CD1 : Iona (1990 - 2002)
A cette époque, le groupe est officiellement un trio composé de Dave Bainbridge (le véritable mais discret leader du groupe assurant guitares, claviers, et mandoline), David Fitzgerald (flûtes et saxophones divers, clarinette) et Joanne Hogg (chant, piano et synthés). Parmi les nombreux invités, on retrouve Terl Bryant à la batterie, Troy Donocley (Uilleann Pipes et "whistles", Peter Whitfield (violon et alto), Tim Harries à la basse et un certain Frank Van Essen (percussion sur un titre) dont on entendra parler par la suite !
C’est sur ce disque que l’on voit le plus de différences par rapport à l’original. Le son, déjà très bon sur l’album de 1990, a été considérablement amélioré. Ce premier effort discographique de Iona est incroyablement professionnel. La nouvelle édition est aussi plus longue de 4mn30, certaines compositions ayant été rallongées, comme l’introduction "turning tide"complètement réenregistrée, ou encore le superbe instrumental "a’ machair" ui dépasse maintenant les 7 minutes et où la guitare électrique merveilleusement fluide de Bainbridge a pris de l’importance et conclut avec un des solos absolument magnifiques dont il a le secret.
La diversité de l’instrumentation et la polyvalence des musiciens permettait au groupe d’avoir dès le début des arrangements incroyablement riches et variés suivant les morceaux. Tout ce qui fait le charme de Iona est déjà là : très grand sens mélodique, technicité de haut niveau mais pas systématiquement mise en avant, voix superbe de Joanne Hogg, production impeccable et surtout, une sensibilité tangible… A côté des chansons assez pop, parfois un peu faciles mais très sympathiques ("dancing on the wall" "vision of naran", ou d’autres plus pastorales (l’émouvant "iona", on a la surprise de découvrir de nombreux instrumentaux de type progressif avec une tonalité un peu new-age (le fabuleux "columcille"concluant l’album), très originaux, voire un peu expérimentaux ou avec une touche classique plus moderne, des arrangements de synthétiseurs aux sonorités superbes et peu communes, (le long "trilogy"et sa longue période de tension latente), d’autres titres mêlant celtique, progressif digne de Camel et des traces de jazz-rock ("flight of the snow goose" le titre est pourtant un hasard !).
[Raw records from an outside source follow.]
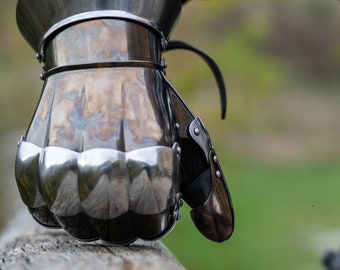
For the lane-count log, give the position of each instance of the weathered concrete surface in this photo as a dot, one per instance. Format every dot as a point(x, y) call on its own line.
point(25, 244)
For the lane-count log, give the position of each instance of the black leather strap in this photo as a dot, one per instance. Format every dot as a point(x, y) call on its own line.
point(172, 45)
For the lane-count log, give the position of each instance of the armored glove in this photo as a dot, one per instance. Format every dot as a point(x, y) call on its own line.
point(112, 148)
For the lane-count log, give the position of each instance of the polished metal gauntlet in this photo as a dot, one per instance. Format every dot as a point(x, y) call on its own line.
point(112, 148)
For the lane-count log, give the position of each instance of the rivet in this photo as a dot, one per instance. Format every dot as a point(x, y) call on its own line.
point(215, 159)
point(218, 174)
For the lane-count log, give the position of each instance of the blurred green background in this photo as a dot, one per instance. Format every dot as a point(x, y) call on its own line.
point(279, 145)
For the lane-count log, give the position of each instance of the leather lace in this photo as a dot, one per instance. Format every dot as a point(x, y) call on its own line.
point(172, 45)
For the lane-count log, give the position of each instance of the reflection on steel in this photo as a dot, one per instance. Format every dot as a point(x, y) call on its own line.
point(112, 148)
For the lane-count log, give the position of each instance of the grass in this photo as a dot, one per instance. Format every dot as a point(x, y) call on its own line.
point(283, 215)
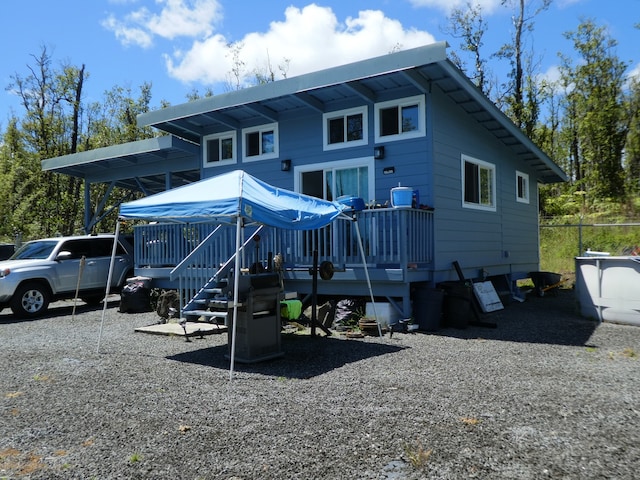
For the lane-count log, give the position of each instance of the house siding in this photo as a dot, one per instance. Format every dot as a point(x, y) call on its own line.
point(499, 242)
point(301, 141)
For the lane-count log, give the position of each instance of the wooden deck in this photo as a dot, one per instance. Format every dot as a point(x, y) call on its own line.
point(397, 245)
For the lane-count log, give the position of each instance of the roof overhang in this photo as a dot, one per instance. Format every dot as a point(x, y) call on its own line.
point(416, 70)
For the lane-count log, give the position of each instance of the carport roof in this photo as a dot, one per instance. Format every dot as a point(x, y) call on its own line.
point(149, 166)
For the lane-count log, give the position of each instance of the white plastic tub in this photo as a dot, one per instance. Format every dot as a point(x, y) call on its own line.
point(608, 288)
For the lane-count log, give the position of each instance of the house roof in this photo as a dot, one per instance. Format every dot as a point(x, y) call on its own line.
point(416, 70)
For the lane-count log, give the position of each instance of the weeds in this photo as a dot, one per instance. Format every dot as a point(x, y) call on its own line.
point(136, 457)
point(417, 455)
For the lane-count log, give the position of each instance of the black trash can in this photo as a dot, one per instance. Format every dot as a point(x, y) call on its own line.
point(427, 307)
point(457, 304)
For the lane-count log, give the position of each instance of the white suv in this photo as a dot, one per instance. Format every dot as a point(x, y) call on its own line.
point(51, 269)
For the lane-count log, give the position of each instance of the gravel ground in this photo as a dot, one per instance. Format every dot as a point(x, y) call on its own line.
point(546, 394)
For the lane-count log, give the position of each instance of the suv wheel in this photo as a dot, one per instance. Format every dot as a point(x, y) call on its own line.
point(30, 300)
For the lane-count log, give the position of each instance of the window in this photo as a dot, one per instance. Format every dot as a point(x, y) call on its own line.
point(345, 128)
point(335, 179)
point(522, 187)
point(400, 119)
point(260, 142)
point(219, 149)
point(478, 184)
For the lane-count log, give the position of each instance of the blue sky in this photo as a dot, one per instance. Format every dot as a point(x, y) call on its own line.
point(181, 45)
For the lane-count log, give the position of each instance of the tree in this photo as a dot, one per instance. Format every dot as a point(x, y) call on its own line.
point(522, 94)
point(47, 203)
point(596, 124)
point(469, 25)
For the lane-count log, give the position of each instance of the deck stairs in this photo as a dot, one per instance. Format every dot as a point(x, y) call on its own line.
point(211, 302)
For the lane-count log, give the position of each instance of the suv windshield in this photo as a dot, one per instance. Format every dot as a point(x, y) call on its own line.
point(35, 250)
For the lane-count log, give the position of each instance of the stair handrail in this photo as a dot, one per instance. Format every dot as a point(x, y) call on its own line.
point(226, 265)
point(178, 269)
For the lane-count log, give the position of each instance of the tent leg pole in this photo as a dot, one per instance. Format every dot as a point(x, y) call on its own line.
point(236, 288)
point(314, 293)
point(366, 274)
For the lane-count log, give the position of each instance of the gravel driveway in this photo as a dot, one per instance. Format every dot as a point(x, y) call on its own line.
point(546, 394)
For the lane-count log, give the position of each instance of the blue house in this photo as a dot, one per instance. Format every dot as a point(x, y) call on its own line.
point(358, 131)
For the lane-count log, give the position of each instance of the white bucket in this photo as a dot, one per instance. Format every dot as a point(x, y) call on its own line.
point(401, 197)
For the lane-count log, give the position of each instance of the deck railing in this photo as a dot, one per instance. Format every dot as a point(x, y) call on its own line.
point(390, 238)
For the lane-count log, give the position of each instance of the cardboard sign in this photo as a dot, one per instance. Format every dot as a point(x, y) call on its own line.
point(487, 297)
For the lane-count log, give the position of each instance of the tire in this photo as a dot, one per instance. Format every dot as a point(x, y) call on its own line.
point(30, 300)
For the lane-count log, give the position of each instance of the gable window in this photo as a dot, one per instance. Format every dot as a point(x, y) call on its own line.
point(260, 142)
point(400, 119)
point(219, 149)
point(478, 184)
point(345, 128)
point(522, 187)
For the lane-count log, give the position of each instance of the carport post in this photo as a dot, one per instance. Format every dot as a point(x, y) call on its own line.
point(111, 263)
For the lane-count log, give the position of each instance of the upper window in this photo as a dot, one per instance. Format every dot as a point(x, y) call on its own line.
point(345, 128)
point(478, 184)
point(260, 142)
point(400, 119)
point(219, 149)
point(522, 187)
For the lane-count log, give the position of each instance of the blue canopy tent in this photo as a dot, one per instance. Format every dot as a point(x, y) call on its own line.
point(233, 198)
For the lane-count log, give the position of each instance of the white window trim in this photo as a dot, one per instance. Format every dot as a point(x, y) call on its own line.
point(402, 102)
point(350, 163)
point(344, 114)
point(480, 163)
point(219, 136)
point(260, 129)
point(525, 177)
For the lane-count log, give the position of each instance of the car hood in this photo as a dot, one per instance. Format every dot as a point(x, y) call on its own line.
point(26, 263)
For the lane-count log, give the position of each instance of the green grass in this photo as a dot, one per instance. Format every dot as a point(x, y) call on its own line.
point(560, 244)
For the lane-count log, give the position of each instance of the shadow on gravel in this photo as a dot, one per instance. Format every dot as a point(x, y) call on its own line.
point(63, 310)
point(304, 356)
point(552, 319)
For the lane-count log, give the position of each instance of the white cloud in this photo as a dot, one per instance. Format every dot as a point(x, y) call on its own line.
point(310, 38)
point(128, 35)
point(447, 6)
point(186, 18)
point(552, 75)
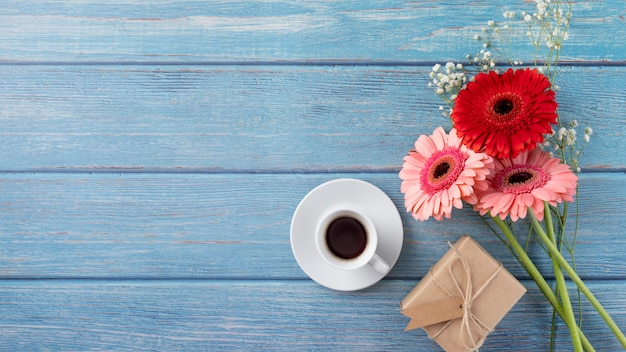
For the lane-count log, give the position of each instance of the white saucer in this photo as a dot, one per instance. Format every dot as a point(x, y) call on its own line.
point(371, 202)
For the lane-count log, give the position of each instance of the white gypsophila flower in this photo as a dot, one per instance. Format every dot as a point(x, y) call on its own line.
point(570, 137)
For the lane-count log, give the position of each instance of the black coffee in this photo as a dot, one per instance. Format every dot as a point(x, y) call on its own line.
point(346, 237)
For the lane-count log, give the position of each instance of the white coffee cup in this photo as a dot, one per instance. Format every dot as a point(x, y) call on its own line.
point(348, 240)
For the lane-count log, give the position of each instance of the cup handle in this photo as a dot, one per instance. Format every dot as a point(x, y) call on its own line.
point(378, 264)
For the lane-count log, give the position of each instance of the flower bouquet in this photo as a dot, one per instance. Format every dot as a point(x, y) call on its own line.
point(508, 154)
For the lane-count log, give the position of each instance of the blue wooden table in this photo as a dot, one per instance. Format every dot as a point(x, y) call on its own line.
point(152, 155)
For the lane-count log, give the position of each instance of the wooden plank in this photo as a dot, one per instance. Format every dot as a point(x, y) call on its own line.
point(257, 315)
point(237, 226)
point(275, 31)
point(261, 118)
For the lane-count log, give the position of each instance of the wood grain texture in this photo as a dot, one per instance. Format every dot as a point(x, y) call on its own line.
point(236, 226)
point(275, 31)
point(152, 155)
point(242, 315)
point(253, 118)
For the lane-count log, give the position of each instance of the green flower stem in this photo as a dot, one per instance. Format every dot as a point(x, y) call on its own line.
point(569, 318)
point(534, 273)
point(556, 254)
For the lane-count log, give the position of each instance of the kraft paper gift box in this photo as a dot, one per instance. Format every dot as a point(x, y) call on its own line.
point(462, 298)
Dave Fitzgerald utilise aussi bien des flutes irlandaises et chinoises que toute une série de saxophones (souvent le soprano), pas souvent d‘une façon jazz d’ailleurs. Troy Donockley contribue déjà pas mal, notamment en faisant des solos d’Uillean pipes couplés avec la guitare de Bainbridge ! Le groupe n’hésite pas non plus à faire des morceaux sans guitare, ou au contraire complètement basés dessus, électriques ou plus acoustiques, d’autres sans percussion, etc… Bref, tout est possible ou presque avec ce groupe et pourtant, il émane une véritable impression de cohérence de cet album, un tour de force pour une première production.
CD2 : The Book Of Kells (1992).
Le groupe est maintenant un quintet, Bryant étant intégré à part entière et Harries remplacé par Nick Beggs (ex-Kajagoogoo !) au Stick Chapman et à la basse 5-cordes, un instrumentiste lui-aussi exceptionnel.
"The book of kells" st un album-concept basé sur les Evangiles, l’un des albums les plus ambitieux du groupe. Sur 72 minutes entièrement enchainées, plus de la moitié sont instrumentales, notamment toute une suite centrale de plus de 25 minutes répartie sur 6 titres, où Dave Bainbridge joue presqu’exclusivement des synthés. Fitzgerald se concentre davantage sur toutes sortes de flûtes d’origine diverses que sur les saxophones. Ca n’empêche pas Joanne Hogg de nous ravir avec plusieurs chansons très puissantes aux mélodies inoubliables ("revelation" "kells" et le groupe nous sort une de ses grandes compositions à tiroirs dignes des meilleures du genre progressif : "Matthew – tte man" qui s’étale sur près de 13 minutes en trois parties avec encore une fois un solo de guitare électrique d’anthologie sur le final majestueux. Ce n’est pas l’album le plus facile d’accès de leur discographie car certains instrumentaux sont légèrement expérimentaux (ils décrivent la passion du Christ) mais la recherche musicale est absolument excellente. C’est probablement l’album le plus progressif des trois premiers.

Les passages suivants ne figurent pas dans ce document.